6.4.4 Applying more than one function

summarize_all(
  iris, 
  .funs = list(uniques = ~ n_distinct(.), 
               obj_type = class)
)

Here, you are looking at the iris dataset and applying the following two functions:

the number of distinct numbers per variable n_distinct(.) in the dataset and denoting the output as uniques
the data class (i.e., type) for each variable in the dataset and denoting that output as obj_type

6.5 Nesting data frames

You need to install the purrr package and load it. purrr is party of the Tidyverse universe, so the following commands will be written in Tidyverse. This also means you can’t use purrr without loading tidyverse first.

Nesting generates one row for each group from the non-nested columns. This is useful for models.

Probably the best way to understand nesting is through a grouping variable.

iris %>%
  group_by(Species) %>%
  nest()

The output should show that there are 3 different groups in the Species variable. For each Species, there are 50 rows (observations) and 4 columns (variables).

Essentially, these are data frames within a data frame. Each data column is a list, which is called a list-column.

This is helpful when you want to estimate a model within each species.

To illustrate this, go ahead and create an object that groups your data set by Species.

nested_iris <- iris %>%
  group_by(Species) %>%
  nest() %>%
  print()

Then, you want to know, “Does the width of the petal affect the length of the petal?” (I don’t know anything about irises, so hopefully this question isn’t too dumb.) To do this, you can run a regression.

nested_models <- nested_iris %>%
  mutate(
    model = map(
      .x = data, 
      .f = ~ lm(Petal.Length ~ Petal.Width, data = .x)
    )
  ) %>%
  print()

The output should show a new column: the “model” column.

What you just did is, you grouped all the Species together, called the data, and ran the lm function, which is the function for an ordinary least squares regression. Then, you printed the results.

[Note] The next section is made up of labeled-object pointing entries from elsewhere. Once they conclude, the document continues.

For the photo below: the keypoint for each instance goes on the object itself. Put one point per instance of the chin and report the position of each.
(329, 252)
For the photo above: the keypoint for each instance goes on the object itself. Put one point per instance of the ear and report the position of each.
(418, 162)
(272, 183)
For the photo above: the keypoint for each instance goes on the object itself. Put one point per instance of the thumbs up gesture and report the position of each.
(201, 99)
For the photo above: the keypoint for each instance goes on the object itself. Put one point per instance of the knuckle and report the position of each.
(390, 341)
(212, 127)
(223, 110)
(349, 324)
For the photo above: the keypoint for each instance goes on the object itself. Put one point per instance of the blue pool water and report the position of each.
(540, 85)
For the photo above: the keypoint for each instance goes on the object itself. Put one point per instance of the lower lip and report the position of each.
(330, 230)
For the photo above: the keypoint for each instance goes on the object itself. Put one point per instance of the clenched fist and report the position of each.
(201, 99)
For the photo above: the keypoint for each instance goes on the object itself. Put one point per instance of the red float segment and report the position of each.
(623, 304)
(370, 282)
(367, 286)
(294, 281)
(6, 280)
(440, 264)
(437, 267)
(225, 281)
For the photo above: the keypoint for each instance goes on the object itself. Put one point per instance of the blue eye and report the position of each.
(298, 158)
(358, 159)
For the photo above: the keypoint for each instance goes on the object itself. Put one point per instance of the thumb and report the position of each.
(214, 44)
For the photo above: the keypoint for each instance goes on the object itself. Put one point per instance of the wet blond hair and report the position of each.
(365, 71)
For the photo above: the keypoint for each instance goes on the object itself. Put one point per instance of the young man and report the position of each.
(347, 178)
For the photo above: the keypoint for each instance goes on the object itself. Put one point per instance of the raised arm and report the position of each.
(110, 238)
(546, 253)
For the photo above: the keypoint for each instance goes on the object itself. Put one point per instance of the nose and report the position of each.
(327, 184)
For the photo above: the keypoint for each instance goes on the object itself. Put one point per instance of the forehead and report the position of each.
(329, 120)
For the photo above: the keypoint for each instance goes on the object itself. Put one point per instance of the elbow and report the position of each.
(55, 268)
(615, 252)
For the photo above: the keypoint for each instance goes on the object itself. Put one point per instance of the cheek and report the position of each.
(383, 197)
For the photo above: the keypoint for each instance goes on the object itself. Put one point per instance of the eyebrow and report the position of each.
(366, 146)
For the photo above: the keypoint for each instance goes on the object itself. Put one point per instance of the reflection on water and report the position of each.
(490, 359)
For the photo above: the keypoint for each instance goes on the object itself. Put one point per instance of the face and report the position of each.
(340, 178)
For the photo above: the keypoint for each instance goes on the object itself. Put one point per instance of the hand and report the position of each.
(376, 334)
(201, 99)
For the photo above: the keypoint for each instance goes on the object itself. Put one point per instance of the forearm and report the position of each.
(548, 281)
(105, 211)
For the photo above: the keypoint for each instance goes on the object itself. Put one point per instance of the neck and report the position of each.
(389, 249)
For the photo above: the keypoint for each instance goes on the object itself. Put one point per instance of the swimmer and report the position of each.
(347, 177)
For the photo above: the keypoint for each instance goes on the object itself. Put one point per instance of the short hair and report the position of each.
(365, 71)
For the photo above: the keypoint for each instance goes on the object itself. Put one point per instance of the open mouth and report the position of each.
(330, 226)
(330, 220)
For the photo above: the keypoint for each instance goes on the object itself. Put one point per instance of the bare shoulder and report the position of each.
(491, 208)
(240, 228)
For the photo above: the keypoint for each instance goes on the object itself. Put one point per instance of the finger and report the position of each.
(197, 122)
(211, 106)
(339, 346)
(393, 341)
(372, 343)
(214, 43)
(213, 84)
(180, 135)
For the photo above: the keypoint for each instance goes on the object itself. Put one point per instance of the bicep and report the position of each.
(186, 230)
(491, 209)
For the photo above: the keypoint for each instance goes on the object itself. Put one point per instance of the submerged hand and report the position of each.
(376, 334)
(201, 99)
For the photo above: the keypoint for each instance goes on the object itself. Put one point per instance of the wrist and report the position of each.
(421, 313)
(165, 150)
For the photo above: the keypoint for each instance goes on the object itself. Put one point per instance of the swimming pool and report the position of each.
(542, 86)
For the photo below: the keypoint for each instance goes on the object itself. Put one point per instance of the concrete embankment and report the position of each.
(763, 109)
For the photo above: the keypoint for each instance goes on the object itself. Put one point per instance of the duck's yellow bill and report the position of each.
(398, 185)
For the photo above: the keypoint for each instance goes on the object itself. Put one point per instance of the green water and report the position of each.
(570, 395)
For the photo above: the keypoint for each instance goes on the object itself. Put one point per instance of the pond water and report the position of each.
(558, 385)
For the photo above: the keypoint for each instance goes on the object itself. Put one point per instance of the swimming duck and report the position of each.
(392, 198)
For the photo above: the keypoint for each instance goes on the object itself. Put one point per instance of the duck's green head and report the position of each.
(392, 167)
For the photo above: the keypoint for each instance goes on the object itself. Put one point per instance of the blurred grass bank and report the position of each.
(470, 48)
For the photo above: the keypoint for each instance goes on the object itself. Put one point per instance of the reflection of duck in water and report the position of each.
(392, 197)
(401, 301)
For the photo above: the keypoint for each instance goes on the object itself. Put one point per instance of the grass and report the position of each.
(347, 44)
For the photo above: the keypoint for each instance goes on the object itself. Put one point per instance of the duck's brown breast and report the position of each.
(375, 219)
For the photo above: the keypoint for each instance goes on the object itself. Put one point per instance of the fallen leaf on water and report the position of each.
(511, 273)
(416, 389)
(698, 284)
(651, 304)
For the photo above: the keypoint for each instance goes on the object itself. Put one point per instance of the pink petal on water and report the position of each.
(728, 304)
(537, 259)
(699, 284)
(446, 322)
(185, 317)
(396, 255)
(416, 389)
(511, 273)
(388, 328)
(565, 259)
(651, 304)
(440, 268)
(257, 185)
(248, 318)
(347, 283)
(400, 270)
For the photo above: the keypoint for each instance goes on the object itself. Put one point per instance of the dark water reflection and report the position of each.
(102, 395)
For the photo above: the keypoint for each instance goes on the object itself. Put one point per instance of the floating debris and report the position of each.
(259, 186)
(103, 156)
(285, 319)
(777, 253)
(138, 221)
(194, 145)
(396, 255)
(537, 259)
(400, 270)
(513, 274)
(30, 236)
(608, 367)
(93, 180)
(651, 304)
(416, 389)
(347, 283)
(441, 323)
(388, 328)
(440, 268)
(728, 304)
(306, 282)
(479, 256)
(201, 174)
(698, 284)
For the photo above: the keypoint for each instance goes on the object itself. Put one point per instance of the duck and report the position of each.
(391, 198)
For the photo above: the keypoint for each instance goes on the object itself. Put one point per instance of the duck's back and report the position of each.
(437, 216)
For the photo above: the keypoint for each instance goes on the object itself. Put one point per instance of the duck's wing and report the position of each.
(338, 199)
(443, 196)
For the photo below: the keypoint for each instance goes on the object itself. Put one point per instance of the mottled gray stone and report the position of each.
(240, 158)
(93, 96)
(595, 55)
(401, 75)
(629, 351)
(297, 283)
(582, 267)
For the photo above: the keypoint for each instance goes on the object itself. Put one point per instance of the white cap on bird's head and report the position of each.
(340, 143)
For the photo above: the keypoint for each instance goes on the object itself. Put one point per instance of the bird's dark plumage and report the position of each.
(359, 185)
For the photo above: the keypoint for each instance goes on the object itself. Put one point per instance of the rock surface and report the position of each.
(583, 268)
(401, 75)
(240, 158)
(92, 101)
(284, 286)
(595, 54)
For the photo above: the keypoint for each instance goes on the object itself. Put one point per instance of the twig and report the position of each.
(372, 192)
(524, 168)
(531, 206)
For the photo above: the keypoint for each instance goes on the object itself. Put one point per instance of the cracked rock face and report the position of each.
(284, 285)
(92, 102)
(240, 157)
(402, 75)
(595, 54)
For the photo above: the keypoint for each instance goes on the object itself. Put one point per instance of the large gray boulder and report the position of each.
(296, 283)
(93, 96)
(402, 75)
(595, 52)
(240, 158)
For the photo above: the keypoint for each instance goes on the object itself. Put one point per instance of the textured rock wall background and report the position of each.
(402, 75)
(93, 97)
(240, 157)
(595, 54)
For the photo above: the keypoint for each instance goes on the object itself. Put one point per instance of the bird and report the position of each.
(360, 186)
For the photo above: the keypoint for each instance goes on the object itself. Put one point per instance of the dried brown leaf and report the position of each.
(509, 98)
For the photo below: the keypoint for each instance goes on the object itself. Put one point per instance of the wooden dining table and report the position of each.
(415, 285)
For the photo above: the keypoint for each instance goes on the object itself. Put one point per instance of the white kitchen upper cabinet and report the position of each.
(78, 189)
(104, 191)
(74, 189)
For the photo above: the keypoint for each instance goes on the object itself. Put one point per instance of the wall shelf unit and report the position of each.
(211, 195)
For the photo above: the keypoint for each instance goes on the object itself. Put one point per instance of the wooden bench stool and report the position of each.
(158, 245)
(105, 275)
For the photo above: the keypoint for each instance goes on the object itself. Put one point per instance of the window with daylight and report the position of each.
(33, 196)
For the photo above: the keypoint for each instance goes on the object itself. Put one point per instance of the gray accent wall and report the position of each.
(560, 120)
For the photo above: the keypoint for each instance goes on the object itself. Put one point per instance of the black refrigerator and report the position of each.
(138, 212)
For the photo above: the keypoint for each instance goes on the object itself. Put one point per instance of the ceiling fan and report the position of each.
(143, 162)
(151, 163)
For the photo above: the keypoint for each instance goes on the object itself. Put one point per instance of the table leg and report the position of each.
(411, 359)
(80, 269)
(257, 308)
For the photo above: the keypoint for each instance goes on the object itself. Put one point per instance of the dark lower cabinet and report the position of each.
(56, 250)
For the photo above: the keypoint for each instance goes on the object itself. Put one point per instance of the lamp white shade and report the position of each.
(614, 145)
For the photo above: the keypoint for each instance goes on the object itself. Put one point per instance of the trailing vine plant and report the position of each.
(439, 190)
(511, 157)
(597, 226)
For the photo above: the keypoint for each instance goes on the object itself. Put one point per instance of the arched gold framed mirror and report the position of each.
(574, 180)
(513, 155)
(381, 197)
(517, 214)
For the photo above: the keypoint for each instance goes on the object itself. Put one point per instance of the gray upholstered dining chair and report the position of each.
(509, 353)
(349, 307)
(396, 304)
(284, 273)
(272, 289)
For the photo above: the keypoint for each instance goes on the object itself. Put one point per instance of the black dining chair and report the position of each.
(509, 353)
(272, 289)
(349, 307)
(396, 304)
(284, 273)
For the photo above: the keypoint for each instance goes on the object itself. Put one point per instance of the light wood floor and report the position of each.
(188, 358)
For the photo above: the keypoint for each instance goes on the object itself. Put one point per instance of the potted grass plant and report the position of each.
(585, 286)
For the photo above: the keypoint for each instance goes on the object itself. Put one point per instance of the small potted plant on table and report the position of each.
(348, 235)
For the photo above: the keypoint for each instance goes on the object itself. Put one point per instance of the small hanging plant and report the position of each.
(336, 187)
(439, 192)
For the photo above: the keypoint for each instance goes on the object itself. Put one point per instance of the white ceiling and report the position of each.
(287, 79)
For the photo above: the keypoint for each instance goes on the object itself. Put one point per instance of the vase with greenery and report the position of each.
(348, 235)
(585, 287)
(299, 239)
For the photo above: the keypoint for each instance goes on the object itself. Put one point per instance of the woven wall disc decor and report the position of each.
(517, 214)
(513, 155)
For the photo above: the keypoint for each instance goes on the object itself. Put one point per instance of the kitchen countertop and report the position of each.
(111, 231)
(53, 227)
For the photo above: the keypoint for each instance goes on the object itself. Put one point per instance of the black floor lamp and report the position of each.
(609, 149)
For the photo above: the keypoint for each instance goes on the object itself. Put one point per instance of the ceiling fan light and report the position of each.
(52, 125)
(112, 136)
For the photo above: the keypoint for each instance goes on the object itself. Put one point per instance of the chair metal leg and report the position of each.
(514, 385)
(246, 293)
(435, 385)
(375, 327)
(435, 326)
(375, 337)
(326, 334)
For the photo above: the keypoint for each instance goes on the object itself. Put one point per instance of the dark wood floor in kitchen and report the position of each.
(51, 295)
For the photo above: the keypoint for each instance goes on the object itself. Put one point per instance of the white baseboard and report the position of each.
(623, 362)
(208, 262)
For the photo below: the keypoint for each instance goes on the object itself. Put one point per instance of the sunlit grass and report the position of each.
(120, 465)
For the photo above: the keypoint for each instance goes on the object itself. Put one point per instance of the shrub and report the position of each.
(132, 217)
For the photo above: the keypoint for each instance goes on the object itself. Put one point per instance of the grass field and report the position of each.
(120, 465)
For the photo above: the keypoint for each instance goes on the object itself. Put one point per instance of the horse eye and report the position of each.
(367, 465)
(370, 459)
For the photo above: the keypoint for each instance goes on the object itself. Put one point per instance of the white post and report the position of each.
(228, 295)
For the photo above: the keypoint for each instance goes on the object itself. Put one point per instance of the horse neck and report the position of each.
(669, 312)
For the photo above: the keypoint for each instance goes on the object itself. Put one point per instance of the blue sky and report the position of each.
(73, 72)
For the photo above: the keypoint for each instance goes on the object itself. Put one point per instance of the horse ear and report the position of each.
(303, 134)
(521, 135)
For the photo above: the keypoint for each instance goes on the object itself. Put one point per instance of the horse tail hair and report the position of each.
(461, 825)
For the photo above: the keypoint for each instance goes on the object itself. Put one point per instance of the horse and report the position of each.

If you want to look at each variable in the nested data frame, you can crack it open the same way you look at variables in a regular data frame.

nested_models$Species
nested_models$data
nested_models$model

If you want to extract coefficients into a new column called “coefs,” you can just call the model function you created.

nested_coefs <- nested_models %>%
  mutate(coefs = map(model, coefficients)) %>%
  print()
  
nested_tidy

Output should show a new variable called coefs.

nested_coefs$coefs

output should list all the coefficients for each Species group.

When you are done, you can unnest columns.

coefs <- nested_coefs %>%
  unnest(coefs) %>%
  print()

As you can see, the coefs column is no longer grouped together. Once they are unnested, it expands: there’s a row for the intercept and the coefficient for each group.

You will be unable to unnest non-data frame objects (try nested_coefs %>% unnest(model)—it doesn’t work!!), but, as you recall, you can pull them out by doing nested_tidy$model. Or, if you want to write this in a tidy way…

nested_coefs %>% pull(model)

If you want to work more with purrr, I highly recommend that you check out the purrr cheat sheet.